Je crois que nous sommes tous plus qu’à
moitié abrutis quand l’annonce résonne sur nos têtes
ballottantes: « Nous entamons bientôt l’approche
finale d’HANIWA. Veuillez regagner immédiatement vos sièges, les
manœuvres vont entraîner des effets gravitationnels. »
Quelques grognements se font entendre.
Somnolente, je capte autour de moi des bribes du genre « pas
trop tôt », « quoi ? », « zut, mon tube
d’eau ! », etc. Ce prélude interplanétaire n’a mis
personne de bonne humeur.
La pénombre ambiante varie quelque peu,
ce qui achève de me réveiller. C’est que le plafond est rendu
transparent. Je tends le cou mais ne vois pas grand-chose : il
s’avère que le vaisseau renvoie mal la lumière. Pourtant
l’excitation est tangible ! Bon sang, elle est où, notre
arche salvatrice ?
… Je la distingue en creux, les étoiles
délimitent un cercle.
Oui, un bête rond ! Énorme,
fascinant mais plutôt simpliste, ne puis-je m’empêcher de
penser. Rien d’HANIWA n’a été dévoilé au public, dont les
sentiments n’étaient déjà que trop ambigus ; pour ma part
je m’attendais à une disposition modulaire permettant, en cas
d’accident, de condamner des sections sans mettre en danger
l’ensemble. À moins que l’angle d’approche soit trompeur…

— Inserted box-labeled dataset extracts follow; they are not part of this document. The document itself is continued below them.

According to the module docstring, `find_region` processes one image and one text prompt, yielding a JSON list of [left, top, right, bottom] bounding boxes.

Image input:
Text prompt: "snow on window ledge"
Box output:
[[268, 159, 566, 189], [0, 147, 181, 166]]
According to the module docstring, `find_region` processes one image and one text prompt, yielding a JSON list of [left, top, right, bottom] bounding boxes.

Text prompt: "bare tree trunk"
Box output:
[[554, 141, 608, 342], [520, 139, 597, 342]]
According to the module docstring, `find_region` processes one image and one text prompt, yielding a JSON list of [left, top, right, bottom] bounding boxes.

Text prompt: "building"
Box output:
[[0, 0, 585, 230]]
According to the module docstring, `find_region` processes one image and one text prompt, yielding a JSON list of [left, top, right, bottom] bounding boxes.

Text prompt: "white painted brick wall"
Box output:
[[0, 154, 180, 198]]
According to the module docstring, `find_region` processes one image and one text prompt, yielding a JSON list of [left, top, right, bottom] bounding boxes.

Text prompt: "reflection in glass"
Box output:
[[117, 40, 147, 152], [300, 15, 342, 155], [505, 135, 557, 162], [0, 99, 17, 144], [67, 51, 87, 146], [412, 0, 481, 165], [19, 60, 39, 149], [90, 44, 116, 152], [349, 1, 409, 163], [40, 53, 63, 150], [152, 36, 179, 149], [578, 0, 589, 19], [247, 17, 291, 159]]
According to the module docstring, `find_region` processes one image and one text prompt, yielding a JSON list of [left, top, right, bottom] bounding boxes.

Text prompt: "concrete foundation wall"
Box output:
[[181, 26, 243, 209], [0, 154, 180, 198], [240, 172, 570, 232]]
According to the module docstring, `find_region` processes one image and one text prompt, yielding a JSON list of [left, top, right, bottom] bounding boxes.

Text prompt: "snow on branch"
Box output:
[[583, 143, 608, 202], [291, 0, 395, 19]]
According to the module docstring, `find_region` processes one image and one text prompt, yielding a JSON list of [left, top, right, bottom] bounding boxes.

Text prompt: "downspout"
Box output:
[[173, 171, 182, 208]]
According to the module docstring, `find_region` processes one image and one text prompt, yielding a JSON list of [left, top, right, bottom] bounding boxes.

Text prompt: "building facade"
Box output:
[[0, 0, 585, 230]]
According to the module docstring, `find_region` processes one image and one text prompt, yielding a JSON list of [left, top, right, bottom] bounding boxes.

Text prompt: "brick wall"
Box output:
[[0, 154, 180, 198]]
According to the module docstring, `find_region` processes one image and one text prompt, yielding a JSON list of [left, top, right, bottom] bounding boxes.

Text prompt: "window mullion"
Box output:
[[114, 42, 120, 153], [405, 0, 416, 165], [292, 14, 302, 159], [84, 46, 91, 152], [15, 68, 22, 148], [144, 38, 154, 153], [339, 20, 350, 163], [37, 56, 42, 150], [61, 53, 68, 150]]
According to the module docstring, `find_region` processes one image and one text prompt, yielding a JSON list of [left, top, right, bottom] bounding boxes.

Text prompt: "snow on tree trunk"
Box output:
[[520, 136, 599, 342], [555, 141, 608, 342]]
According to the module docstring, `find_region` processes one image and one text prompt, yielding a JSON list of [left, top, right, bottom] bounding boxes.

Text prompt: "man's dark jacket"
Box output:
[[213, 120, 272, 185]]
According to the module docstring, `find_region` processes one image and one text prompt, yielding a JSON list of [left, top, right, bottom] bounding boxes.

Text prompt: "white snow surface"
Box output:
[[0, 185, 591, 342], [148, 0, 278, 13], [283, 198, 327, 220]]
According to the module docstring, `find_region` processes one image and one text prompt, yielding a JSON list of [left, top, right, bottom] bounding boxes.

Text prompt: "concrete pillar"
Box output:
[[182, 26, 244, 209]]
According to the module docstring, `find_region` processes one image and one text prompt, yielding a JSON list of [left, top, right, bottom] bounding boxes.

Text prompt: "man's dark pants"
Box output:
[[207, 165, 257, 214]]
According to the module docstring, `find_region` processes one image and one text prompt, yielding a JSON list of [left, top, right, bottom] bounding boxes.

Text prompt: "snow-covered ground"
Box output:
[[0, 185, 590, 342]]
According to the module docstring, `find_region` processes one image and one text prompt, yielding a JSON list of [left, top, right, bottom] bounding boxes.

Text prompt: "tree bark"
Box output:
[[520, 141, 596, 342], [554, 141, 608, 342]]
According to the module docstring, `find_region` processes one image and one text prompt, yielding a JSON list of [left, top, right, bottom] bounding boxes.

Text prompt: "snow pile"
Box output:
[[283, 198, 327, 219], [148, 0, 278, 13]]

non, je ne crois pas. L’image me rappelle un antique film 2D où
les méchants oppresseurs dictatoriaux se fabriquaient une
mini-planète artificielle. L’Étoile sombre, elle
s’appelait, ou l’Étoile noire, quelque chose comme ça.
Elle explosait à la fin. Pas de très bon augure, tout ça.
J’ai l’impression de foncer vers un
trou noir, vers une atroce compression. Un cri m’échappe, et je ne
suis pas la seule. Une odeur citronnée m’envahit soudain les
narines, d’un coup je me sens mieux… et irritée. Ces salopards
nous contrôlent par aérosols !
Ma peur a disparu. Ils savent ce qu’ils
font.
Un clonk décidé nous avertit
enfin de l’amarrage. Ces dernières minutes ont été un cauchemar,
avec le bas qui changeait constamment de direction – même si
l’intensité de ces changements n’était en soi pas très forte.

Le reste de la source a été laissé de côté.